Мужчины, занимающие престол, всегда вызывают повышенный интерес женского окружения. Тем более это относится к Николаю Павловичу, обладавшему величественной фигурой, античным профилем и некоторой долей сентиментальности. «Внушая страх и уважение окружающим его, — писал в 1851 году французский посланник маркиз де Кастельбажак, — он в то же время надежный друг, и своей сердечной нежностью нередко уподобляется молодой романтической женщине»{1729}. Настроенная во многом критически к императору А. Ф. Тютчева вынуждена была признать, что он обладал «утонченной вежливостью и учтивостью»{1730}. На совести желчного князя-эмигранта П. В. Долгорукова остается утверждение о том, что император «в последние годы своей жизни любил употреблять в разговоре с женщинами тон самый грязный, самый циничный»{1731}. Обычно же император, напротив, всегда был изысканно вежлив, обращаясь к женщинам на «Вы» независимо от возраста, как, например, к тринадцатилетней М. П. Фредерикс.
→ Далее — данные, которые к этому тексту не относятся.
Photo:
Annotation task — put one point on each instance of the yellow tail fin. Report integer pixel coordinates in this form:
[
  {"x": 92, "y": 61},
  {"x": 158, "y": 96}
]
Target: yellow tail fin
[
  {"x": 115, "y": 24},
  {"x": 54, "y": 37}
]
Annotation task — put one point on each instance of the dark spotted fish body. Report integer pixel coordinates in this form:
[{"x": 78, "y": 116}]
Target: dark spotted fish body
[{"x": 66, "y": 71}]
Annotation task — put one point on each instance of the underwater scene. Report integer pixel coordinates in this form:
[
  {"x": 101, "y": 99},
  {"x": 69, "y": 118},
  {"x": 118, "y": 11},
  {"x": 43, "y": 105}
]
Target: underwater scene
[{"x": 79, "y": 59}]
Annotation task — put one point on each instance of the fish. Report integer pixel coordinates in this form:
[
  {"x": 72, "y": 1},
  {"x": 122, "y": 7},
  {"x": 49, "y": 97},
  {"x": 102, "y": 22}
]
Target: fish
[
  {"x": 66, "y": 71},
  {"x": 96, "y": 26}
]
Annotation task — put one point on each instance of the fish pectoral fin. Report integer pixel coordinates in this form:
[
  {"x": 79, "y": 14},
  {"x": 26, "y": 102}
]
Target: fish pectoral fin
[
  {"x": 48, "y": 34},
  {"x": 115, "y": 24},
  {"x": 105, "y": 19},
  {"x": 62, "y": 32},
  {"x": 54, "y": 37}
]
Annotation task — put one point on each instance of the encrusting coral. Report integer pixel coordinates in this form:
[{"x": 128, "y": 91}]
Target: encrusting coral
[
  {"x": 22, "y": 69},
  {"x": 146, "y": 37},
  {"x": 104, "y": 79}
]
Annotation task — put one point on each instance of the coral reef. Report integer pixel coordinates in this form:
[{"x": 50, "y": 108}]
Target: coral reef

Да и разговаривал он с ними в основном по-французски. Авторитет женщин оберегался при Николае I даже в театральных постановках. Впрочем, так обстояло дело в обществе. На маневрах же, в поле, где дамам было не место, он мог и похулиганить. Вспоминая один из смотров 40-х годов, бывший кадет Л. Ушаков писал: «В конце лагеря государь делал смотр отряду и в середине смотра, дав «вольно», слез с лошади (за ним во фронте были знамена) и отправил естественную надобность, повернувшись к веренице экипажей, наполненных блестящими дамами, которые тотчас же прикрылись зонтиками»{1732}.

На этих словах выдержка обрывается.